But Svend would not leave Elsie, who was standing with the empty bottle in her hand; he drew her with him toward the outlet through the alley which was yet free.
Suddenly she halted and pressed her hands tight against her bosom. Her eyes were brighter than ever; her lips were red with blood—she had cut herself on the neck of the bottle—and all her youthful beauty seemed for a moment to have returned to the little, delicate countenance; Svend stood utterly spell-bound; so beautiful she had never been.
Then she began to laugh, capriciously and merrily at first as when they were friends and all was well; then louder and louder until it was Loppen’s old laughter; that which could run up stairs and down stairs and right into people’s hearts; but constantly wilder and wilder she laughed until it went through him like a knife through the marrow of his bones.
Svend seized her to make her be quiet; but she then once more pressed her hands to her bosom, her face grew ashen, and with a long, quivering sigh she slid out of his arms and fell with her face in the snow.

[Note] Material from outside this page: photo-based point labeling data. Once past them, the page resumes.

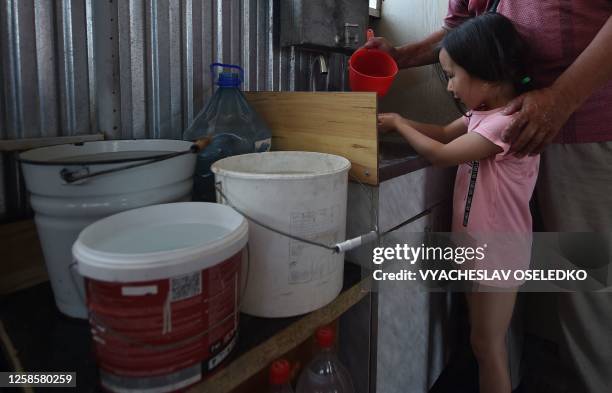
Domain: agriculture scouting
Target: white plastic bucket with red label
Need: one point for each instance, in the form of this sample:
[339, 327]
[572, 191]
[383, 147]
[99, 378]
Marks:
[162, 288]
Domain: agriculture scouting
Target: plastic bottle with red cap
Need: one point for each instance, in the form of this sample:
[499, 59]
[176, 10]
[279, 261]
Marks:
[325, 373]
[280, 372]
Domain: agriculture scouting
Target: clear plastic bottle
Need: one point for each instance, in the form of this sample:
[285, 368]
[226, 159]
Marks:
[232, 126]
[280, 371]
[325, 374]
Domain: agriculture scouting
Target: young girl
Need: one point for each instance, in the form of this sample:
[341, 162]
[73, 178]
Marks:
[482, 61]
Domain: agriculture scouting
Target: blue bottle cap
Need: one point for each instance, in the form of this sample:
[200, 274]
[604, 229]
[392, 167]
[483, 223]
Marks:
[228, 79]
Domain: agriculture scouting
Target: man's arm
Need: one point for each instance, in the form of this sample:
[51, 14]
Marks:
[542, 113]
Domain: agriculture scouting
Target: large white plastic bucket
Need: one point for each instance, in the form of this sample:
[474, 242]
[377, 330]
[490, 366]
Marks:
[62, 210]
[300, 193]
[162, 291]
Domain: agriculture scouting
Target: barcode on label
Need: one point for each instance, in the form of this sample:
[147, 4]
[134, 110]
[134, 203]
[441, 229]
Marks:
[186, 286]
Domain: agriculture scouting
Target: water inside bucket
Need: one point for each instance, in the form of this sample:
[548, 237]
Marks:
[113, 156]
[162, 238]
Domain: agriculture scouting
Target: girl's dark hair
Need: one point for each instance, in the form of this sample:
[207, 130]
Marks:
[488, 47]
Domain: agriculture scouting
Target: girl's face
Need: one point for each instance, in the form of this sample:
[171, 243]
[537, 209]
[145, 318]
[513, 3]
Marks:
[473, 92]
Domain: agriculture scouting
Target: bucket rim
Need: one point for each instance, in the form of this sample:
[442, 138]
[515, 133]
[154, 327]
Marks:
[144, 266]
[25, 157]
[218, 170]
[378, 51]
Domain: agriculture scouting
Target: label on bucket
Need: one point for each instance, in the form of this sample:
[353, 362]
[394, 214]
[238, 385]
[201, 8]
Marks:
[157, 339]
[186, 286]
[307, 263]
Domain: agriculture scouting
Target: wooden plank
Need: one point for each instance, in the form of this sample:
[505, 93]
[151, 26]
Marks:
[31, 143]
[259, 358]
[23, 263]
[341, 123]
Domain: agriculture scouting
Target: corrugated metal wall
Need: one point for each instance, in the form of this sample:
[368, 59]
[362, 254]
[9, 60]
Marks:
[132, 68]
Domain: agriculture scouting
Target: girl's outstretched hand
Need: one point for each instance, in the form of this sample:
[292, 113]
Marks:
[388, 122]
[539, 115]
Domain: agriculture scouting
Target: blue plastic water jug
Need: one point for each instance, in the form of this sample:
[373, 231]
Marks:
[233, 126]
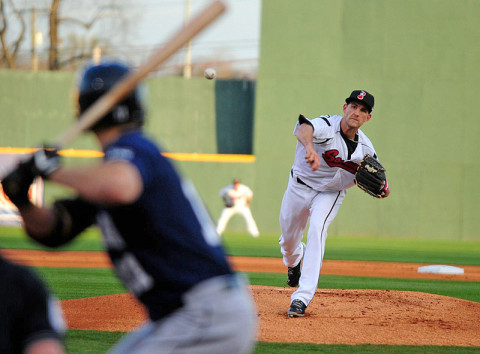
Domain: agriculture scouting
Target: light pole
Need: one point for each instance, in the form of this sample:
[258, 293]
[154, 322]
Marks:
[187, 69]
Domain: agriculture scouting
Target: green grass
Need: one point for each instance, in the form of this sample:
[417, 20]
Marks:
[294, 348]
[15, 238]
[85, 342]
[85, 282]
[77, 283]
[81, 341]
[367, 249]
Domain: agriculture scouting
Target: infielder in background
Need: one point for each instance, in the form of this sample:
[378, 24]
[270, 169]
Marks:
[158, 235]
[236, 198]
[31, 320]
[328, 150]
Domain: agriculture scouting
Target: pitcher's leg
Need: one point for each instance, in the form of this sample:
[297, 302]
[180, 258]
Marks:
[324, 209]
[294, 214]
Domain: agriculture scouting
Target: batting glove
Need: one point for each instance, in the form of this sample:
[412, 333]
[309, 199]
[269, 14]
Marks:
[17, 184]
[45, 161]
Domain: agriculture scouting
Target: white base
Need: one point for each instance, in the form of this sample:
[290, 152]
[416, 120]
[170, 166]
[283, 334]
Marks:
[441, 269]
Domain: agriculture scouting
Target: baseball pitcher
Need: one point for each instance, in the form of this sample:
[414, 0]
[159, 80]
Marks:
[332, 155]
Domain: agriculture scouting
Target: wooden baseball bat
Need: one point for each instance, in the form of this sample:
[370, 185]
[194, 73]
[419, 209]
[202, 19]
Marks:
[127, 84]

Just then a policeman came running, and Svend took to his heels in the opposite direction.
“Merry Christmas,” said the wife of the police-chief.
“Thanks; the same to you!” answered Mrs. Bentzen.
They were standing under the big gas-light before Consul With’s entrance. There was a broadening of the streets, almost like a small market, between the consul’s house on the one side and Ellingsen & Larsen’s on the other. And as that was the central point of the town’s traffic, little by little several ladies gathered there, who had completed their purchases and their distributions. Mrs. With herself, who had just come home from the city, alit from her carriage and joined the group to exchange greetings and talk over the day.
There were not only ladies there from the Institution for Fallen Women of St. Peter’s Parish, but from the various associations of the town; and the conversation was lively indeed; partly a little triumphant, occasionally too a trifle envious, when it came to defending or advancing their own institutions, as to how much they had had to distribute. But at bottom the tone was benevolent; each was done and had a good conscience.